Three graduate student at MIT’s AI Lab wrote a clever program to submit a paper to a bogus conference. The program is called: SCIgen – An Automatic CS Paper Generator. SCIgen automatically writes computer science papers, complete with graphs, charts, and cliche phrases. They even automatically generate a fake list of references!
But although the papers seem real at first glance, you quickly realize that they’re complete gibberish. For instance, here’s the opening paragraph of Rooter: A Methodology for the Typical Unification of Access Points and Redundancy (PDF)
Many scholars would agree that, had it not been for active networks, the simulation of Lamport clocks might never have occurred. The notion that end-users synchronize with the investigation of Markov models is rarely out-dated. A theoretical grand challenge in theory is the important unification of virtual machines and real-time theory.

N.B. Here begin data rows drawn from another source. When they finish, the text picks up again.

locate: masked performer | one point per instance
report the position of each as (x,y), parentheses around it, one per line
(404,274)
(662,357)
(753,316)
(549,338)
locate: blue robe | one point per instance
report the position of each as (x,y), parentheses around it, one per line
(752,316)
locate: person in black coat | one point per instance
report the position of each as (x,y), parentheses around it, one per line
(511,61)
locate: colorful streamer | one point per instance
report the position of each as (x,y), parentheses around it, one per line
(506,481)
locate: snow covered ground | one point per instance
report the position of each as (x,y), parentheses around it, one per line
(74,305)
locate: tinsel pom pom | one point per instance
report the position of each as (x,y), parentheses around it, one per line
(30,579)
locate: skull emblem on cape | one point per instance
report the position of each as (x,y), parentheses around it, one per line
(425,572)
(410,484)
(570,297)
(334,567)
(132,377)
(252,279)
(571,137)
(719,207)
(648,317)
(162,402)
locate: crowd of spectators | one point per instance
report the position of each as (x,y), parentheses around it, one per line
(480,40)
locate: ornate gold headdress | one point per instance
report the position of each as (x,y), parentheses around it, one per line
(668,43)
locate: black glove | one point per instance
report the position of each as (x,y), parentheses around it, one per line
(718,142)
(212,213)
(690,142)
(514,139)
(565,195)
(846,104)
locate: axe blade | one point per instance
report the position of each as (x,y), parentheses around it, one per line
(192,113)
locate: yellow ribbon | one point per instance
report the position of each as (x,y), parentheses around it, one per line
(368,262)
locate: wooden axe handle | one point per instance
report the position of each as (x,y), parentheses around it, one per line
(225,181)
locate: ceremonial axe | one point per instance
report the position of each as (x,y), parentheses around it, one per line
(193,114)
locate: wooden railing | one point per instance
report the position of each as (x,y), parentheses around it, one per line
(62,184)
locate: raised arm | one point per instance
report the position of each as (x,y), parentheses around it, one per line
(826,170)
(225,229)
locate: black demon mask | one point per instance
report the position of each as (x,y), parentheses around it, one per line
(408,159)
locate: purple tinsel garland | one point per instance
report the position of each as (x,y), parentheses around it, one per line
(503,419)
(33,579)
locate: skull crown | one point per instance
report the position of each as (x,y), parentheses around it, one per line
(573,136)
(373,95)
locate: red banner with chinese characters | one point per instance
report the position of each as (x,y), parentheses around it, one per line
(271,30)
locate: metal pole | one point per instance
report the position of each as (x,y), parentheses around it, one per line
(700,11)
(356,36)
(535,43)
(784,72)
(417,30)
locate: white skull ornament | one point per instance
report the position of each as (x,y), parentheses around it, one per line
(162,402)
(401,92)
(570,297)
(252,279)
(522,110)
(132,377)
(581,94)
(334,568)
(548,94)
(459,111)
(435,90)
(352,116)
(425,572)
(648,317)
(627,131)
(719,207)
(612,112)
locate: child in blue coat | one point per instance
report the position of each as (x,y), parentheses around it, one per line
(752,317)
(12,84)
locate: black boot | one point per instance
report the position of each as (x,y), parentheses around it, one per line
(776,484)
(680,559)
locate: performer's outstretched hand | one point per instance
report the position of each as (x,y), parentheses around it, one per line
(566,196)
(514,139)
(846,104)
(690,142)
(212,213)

The students submitted two papers to the “World Multi-Conference on Systemics, Cybernetics and Informatics” (WMSCI). This is a conference that seems to only exist to pad writer’s resumes and the organizer’s wallet. It has an interesting business model, in which writers pay a conference fee for each of paper accepted, whether or not they actually attend the conference.
Amazingly, “Rooter” was accepted for WMSCI. Now I know that sometimes papers are not properly peer-reviewed for conferences. But clearly, nobody even read this paper. Unfortunately, after the authors bragged about their hack on the web, the conference organizer rejected the submission, and refunded their conference fee.